И вдруг Вован закричал. Страшно и как-то визгливо. Он прижал здоровую руку к лицу, между пальцев хлынула кровь. На Костю обрушилась паника. Он не знал, что делать. Что опять с собой сотворил друг? Когда Вован убрал руку, Костя покачнулся. На месте правого глаза зияла кровавая рана. Костю скрутило пополам. Его вырвало на листву и он, стоя на коленях, тупо смотрел на свою блевотину. В рвотной массе лежал глаз. Костя поднял взгляд на воющего Вована, и тот снова дико заревел. Сквозь застилающую глаза пелену слёз Костя видел, как вокруг друга металась чёрная тень. Мгновение – и у Вована исчезла нижняя губа, обнажив окровавленные зубы. Костю снова стошнило, и он с ужасом увидел перед собой в лужице крови куски кожи. Крик Вована перешёл в булькающий стон – и с новой порцией рвоты перед Костей оказался язык. Парня как прорвало. Нескончаемый поток кровавой блевотины хлынул изо рта. Костя давился, с трудом выталкивая из себя новые и новые куски. Сквозь слёзы он уже не смотрел на внезапно утихшего Вована. Задыхаясь, Костя отползал от растущей кровавой кучи. И когда уже почти потерял сознание, всё прекратилось. Костя лежал на земле, с трудом дыша и размазывая кровь по лицу. Во рту стоял солоновато-кислый привкус.
Парень поднял голову и посмотрел на лежащего Вована. Тот завалился за дерево и только ноги в изорванных джинсах торчали из-за ствола. Костя потряс головой. Бред. Видимо, он тоже перстнем отравился. Так не бывает. Глюки.
– Вован, – тихо позвал он, медленно подходя к дереву.
Костя зажмурился и, стиснув зубы, опустился на землю, когда увидел, что осталось от его друга. В густой тени дерева лежало освежеванное человеческое тело. Кожи не было, а сквозь вырванные куски мяса белели кости. Клочья одежды, разбросанные кругом, пропитались кровью и походили на лохмотья плоти. Глубоко вдохнув, Костя открыл глаза и отполз в сторону. Его колотило, мысли путались, сознание отказывалось принимать происходящее.

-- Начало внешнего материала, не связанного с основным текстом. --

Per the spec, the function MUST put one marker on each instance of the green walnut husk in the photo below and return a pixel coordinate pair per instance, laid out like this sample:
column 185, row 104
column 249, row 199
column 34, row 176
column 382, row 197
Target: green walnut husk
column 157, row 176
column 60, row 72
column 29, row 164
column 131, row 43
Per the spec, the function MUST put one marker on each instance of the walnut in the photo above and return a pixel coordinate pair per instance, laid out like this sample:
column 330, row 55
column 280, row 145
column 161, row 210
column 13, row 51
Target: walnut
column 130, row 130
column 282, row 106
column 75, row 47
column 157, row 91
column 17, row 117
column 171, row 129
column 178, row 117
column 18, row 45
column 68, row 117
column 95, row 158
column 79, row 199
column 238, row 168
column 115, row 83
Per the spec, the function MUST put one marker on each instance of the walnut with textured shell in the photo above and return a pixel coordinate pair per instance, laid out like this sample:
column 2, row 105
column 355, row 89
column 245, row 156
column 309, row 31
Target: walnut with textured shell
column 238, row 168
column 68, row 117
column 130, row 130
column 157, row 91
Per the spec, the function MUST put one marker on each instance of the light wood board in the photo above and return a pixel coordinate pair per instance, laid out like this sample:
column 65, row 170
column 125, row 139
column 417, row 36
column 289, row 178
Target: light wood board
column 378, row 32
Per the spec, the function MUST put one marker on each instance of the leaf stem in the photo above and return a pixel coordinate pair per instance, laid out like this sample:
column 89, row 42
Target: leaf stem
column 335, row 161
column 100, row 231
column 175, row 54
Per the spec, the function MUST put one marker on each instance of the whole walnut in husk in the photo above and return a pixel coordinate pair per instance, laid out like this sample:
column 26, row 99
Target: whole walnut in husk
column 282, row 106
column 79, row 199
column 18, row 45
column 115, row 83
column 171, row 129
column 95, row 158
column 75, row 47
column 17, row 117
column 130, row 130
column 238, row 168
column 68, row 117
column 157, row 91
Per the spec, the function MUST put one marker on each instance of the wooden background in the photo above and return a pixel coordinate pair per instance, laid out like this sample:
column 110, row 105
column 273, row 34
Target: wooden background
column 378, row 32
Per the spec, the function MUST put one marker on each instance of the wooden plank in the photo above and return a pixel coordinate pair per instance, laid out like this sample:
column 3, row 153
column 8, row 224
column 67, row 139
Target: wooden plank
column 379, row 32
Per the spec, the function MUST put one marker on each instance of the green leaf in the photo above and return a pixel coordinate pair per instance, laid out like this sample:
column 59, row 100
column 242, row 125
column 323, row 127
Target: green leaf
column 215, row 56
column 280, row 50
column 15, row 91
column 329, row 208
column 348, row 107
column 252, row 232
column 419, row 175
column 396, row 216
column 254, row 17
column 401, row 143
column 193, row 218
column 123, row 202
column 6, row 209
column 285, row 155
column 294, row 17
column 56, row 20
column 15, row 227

– Это медведь, – прошептал Костя. – Медведь… я не при чём.
Вкус крови во рту сводил с ума. «Бред какой-то», – думал Костя. Как его могло вырвать мясом, если он его не… ел?
Послышался шорох, и у Кости зашевелились волосы на голове. Тень дерева, в которой лежали останки Вована, сгустилась, почернела. Она двигалась, постепенно закрывая мраком лежащее тело. Тень на мгновение замерла. Тело шевельнулось, и Костя в ужасе попятился. Резкий рывок – и Вован исчез, оставив в земле борозды от ног, будто его втянули на верёвке. Секунда тишины, а затем раздался хруст.

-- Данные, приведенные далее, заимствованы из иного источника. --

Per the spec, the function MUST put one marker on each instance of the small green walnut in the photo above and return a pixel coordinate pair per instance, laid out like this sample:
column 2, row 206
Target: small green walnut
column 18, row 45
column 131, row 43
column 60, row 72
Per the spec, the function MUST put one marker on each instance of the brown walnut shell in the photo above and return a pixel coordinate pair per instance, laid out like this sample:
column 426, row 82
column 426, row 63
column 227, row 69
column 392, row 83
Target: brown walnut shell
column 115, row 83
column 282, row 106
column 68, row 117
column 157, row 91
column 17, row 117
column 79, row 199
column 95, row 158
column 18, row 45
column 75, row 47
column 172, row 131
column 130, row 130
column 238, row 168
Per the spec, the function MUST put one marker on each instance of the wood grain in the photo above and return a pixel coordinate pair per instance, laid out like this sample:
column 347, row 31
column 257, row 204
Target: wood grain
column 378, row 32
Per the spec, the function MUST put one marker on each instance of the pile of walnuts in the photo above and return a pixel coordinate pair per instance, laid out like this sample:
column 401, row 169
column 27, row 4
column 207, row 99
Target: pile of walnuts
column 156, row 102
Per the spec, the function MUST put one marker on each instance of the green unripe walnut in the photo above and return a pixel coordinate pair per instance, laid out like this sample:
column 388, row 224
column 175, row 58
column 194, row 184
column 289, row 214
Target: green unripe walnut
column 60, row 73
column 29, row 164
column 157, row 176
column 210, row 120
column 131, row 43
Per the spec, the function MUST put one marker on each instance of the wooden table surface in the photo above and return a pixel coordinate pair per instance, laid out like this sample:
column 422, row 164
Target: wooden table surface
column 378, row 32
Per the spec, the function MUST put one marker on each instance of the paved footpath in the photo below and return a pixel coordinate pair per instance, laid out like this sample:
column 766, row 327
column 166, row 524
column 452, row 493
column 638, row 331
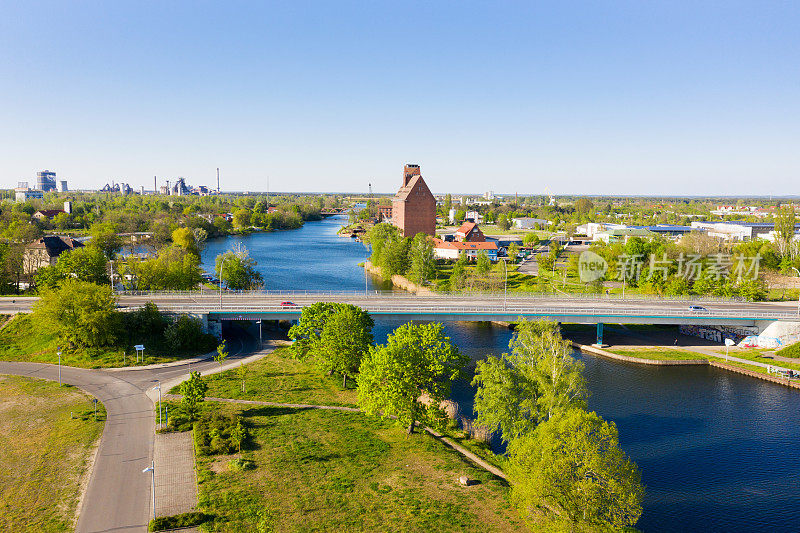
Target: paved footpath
column 118, row 496
column 176, row 480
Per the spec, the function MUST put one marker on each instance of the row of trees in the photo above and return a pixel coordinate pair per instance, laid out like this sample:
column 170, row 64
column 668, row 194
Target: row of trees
column 562, row 458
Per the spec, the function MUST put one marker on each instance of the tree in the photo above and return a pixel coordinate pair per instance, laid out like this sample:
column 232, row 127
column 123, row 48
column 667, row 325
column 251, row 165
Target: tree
column 503, row 223
column 222, row 353
column 423, row 262
column 238, row 270
column 194, row 392
column 82, row 314
column 184, row 238
column 483, row 264
column 538, row 379
column 346, row 337
column 416, row 360
column 572, row 464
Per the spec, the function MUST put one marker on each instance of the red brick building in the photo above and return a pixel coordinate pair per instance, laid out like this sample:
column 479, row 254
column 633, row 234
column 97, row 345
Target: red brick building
column 414, row 207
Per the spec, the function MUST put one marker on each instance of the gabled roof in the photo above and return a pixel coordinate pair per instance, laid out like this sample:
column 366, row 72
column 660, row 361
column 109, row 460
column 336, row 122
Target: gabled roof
column 459, row 245
column 466, row 227
column 55, row 244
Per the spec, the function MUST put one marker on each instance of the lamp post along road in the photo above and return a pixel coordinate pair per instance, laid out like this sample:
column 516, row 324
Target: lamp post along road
column 152, row 470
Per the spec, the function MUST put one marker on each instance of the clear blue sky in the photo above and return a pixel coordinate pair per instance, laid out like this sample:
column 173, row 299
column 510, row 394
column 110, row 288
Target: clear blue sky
column 617, row 97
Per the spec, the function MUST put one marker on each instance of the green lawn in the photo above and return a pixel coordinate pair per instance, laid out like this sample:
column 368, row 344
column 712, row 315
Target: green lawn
column 278, row 377
column 665, row 354
column 45, row 453
column 22, row 340
column 333, row 471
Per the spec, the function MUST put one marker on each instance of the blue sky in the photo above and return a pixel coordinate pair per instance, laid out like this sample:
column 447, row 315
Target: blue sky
column 625, row 97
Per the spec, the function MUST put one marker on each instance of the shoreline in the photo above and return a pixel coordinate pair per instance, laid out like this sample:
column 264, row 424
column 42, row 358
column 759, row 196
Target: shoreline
column 585, row 348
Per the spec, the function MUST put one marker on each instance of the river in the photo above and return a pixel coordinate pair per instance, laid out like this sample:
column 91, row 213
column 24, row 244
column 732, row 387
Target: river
column 717, row 450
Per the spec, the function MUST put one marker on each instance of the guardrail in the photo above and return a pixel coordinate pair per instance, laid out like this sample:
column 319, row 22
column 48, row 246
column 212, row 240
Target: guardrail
column 437, row 295
column 510, row 310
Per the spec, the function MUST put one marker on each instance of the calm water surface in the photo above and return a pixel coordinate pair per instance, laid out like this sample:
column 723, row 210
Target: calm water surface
column 718, row 451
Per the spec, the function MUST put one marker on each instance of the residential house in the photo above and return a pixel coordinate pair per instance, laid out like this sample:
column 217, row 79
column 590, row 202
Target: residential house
column 469, row 232
column 452, row 250
column 45, row 251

Костя оцепенел и, как кролик под взглядом удава, не мог пошевельнуться. Тьма вновь ожила. В сторону Кости по земле заструились чёрные ручейки, похожие на щупальца. В голове раздался тихий женский голос.
– Не уходи.
Для Кости это было сигналом. Он встряхнул головой и бросился бежать. Без оглядки, не разбирая дороги и не обращая внимания на хлещущие по лицу ветки. Он сам не знал, сколько бежал. Сердце пульсировало где-то в голове, лёгкие горели огнём.
Наконец, Костя вырвался на поляну и застыл, как вкопанный. Он вновь выбежал к дому. Тому самому, в котором лежала мёртвая бабка. Костя замялся, не зная, что делать.
– Не уходи, – раздался голос, и дверь со скрипом отворилась.
– Да пошла ты! – крикнул Костя и снова рванул в лес.
Позади трещали и ломались деревья. Костя бежал и боялся обернуться. Казалось, великан шагал по лесу, сокрушая преграды. А, может, это дом нёсся вслед за Костей?
Внезапно земля ушла из-под ног, и парень кувырком покатился вниз. Пока летел, ударился головой. Наконец, Костя остановился, уткнувшись в ствол поваленного дерева. Изогнутая, сломленная ветка застыла у самого горла, оскалившись белой щепой. Костя судорожно вдохнул, отстранился и посмотрел по сторонам. Он был на дне глубокого оврага, поросшего мелкими кустами и усыпанного палой листвой. Навязчивый прелый запах кружил голову. В овраге было тихо. Тишина царила и наверху, будто погоня причудилась Косте. Он попытался встать и скривился от боли в голове. Видимо, хорошо приложился при падении. В глазах двоилось.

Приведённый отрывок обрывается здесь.